Catt addressed the need to lead a church to become a congregation that loves Jesus Christ and reaches people with the hope of the gospel.
“Religious people don’t like Jesus. They like religion. They like deistic moralism,” Catt said. “They don’t want God in the midst of them. They want rules and regulations. … We’ve done nothing to get rid of Pharisees in 2,000 years.”
Three words from Matthew 11:28–30 offer life-changing hope for a pastor: Come, take, learn. Come to Jesus, take His yoke and learn from Him.
“Jesus says come, show up. Get with me!” Catt said. “Remember the first thing Jesus said to his disciples was that they would be with him.”
NAMB’s retreats are also designed to serve pastors’ wives, and various speakers spent time investing in them during their own sessions. Kathy Litton, NAMB’s director of spouse development for Send Network, has been involved in ministering to pastors’ wives during NAMB’s retreats for ministry couples in recent years.

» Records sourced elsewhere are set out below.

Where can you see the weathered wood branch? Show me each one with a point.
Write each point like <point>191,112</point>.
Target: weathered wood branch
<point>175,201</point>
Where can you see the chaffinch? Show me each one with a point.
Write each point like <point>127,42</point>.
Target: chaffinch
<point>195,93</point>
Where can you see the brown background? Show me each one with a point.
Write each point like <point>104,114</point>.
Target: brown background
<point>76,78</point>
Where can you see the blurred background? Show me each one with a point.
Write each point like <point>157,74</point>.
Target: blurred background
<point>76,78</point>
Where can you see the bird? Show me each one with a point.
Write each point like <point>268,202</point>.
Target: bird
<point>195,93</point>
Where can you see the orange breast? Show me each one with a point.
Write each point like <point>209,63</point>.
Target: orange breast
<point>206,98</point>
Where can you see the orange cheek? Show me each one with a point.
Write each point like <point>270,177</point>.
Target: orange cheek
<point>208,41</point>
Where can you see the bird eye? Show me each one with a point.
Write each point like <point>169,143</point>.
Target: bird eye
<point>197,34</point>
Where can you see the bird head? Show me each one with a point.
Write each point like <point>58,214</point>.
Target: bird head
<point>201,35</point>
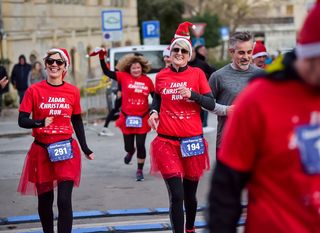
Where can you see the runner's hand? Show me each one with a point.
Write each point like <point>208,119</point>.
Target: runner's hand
<point>153,121</point>
<point>98,50</point>
<point>90,156</point>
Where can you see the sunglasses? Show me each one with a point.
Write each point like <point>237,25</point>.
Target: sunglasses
<point>183,51</point>
<point>59,62</point>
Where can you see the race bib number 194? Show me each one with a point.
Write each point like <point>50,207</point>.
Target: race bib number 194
<point>309,147</point>
<point>192,146</point>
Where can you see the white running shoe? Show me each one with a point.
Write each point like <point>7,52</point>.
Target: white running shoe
<point>106,132</point>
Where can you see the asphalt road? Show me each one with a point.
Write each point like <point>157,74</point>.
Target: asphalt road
<point>106,183</point>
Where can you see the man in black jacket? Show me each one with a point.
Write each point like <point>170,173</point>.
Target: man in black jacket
<point>19,76</point>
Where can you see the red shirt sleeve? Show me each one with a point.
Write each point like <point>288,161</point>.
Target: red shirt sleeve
<point>77,106</point>
<point>243,134</point>
<point>27,102</point>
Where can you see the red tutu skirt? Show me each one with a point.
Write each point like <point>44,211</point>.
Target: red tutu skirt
<point>121,123</point>
<point>39,171</point>
<point>167,160</point>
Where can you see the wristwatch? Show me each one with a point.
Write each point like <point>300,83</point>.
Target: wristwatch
<point>153,111</point>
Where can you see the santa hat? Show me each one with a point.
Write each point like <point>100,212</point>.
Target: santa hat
<point>309,37</point>
<point>166,52</point>
<point>63,52</point>
<point>182,34</point>
<point>259,50</point>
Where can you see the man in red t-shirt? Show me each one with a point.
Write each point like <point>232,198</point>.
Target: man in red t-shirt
<point>271,146</point>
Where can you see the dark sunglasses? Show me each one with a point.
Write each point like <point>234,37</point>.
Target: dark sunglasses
<point>59,62</point>
<point>176,50</point>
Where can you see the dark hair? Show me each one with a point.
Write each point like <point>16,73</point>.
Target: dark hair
<point>239,37</point>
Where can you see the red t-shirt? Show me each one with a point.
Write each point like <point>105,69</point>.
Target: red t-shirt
<point>61,102</point>
<point>260,138</point>
<point>180,117</point>
<point>135,92</point>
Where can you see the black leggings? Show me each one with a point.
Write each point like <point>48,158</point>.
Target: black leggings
<point>65,217</point>
<point>182,190</point>
<point>111,116</point>
<point>140,141</point>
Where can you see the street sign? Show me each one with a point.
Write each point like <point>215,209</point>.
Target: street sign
<point>224,33</point>
<point>151,32</point>
<point>198,41</point>
<point>198,31</point>
<point>111,22</point>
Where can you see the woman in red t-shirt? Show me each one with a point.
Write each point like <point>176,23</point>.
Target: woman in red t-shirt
<point>180,152</point>
<point>133,119</point>
<point>54,158</point>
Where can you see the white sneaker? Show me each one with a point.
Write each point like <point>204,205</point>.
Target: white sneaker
<point>106,132</point>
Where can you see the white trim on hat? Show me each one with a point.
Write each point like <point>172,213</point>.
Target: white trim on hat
<point>308,50</point>
<point>260,54</point>
<point>182,39</point>
<point>61,53</point>
<point>178,36</point>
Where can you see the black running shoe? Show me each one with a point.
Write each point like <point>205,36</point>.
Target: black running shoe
<point>139,175</point>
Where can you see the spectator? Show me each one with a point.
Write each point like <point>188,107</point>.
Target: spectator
<point>19,76</point>
<point>271,146</point>
<point>259,55</point>
<point>229,81</point>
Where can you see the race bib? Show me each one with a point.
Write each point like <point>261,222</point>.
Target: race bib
<point>134,121</point>
<point>192,146</point>
<point>309,147</point>
<point>60,151</point>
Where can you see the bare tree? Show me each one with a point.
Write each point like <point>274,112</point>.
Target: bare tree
<point>230,12</point>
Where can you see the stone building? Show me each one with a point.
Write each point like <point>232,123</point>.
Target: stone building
<point>31,27</point>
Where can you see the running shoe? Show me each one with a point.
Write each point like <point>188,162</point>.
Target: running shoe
<point>127,158</point>
<point>106,132</point>
<point>191,231</point>
<point>139,175</point>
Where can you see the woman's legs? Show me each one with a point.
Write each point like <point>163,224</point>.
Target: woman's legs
<point>128,147</point>
<point>175,191</point>
<point>65,216</point>
<point>141,154</point>
<point>190,202</point>
<point>45,202</point>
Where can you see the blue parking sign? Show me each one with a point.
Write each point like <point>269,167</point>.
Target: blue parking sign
<point>151,29</point>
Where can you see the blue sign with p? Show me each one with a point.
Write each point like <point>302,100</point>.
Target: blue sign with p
<point>151,29</point>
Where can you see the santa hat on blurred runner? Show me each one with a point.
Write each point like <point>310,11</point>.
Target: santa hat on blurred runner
<point>63,52</point>
<point>182,34</point>
<point>309,37</point>
<point>259,50</point>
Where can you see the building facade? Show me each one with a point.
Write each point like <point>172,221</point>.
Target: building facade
<point>31,27</point>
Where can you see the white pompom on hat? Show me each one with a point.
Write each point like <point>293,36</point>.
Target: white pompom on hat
<point>182,34</point>
<point>308,45</point>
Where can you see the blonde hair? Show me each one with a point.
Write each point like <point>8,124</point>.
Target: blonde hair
<point>126,62</point>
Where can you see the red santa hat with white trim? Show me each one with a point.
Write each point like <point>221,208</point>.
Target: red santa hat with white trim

Tara Dew led multiple sessions on Nov. 2. She is the wife of New Orleans Baptist Theological Seminary President Jamie Dew and the director of Thrive, the seminary’s certificate program for ministry wives.
“Pastors’ wives serve their husbands, families, churches and communities so faithfully week in and week out,” Dew said in comments after the retreat.
“Encouraging and equipping them in some small way is one of the passions of my heart,” he noted, “I count it such a privilege to have served them at the NAMB Retreat and loved every minute we had together.”
Morris Johnson, pastor of Integrity Baptist Church in Hueytown, Alabama, attended the retreat with his wife Derry.
“It is life-changing, reinforcing basic biblical qualities — that I owe a relationship first to God, then my family then to the church,” Johnson said. “We’re looking for a renewed thrust in the ministry in changing peoples’ lives with those same, basic three principles.”
The new name for NAMB’s retreats for ministry couples — Refresh — was offered to NAMB by Michael Catt, who hosted conferences for pastors by that name throughout his years of ministry.
“NAMB needs to keep continuing because this is so meaningful to pastors,” Johnson said.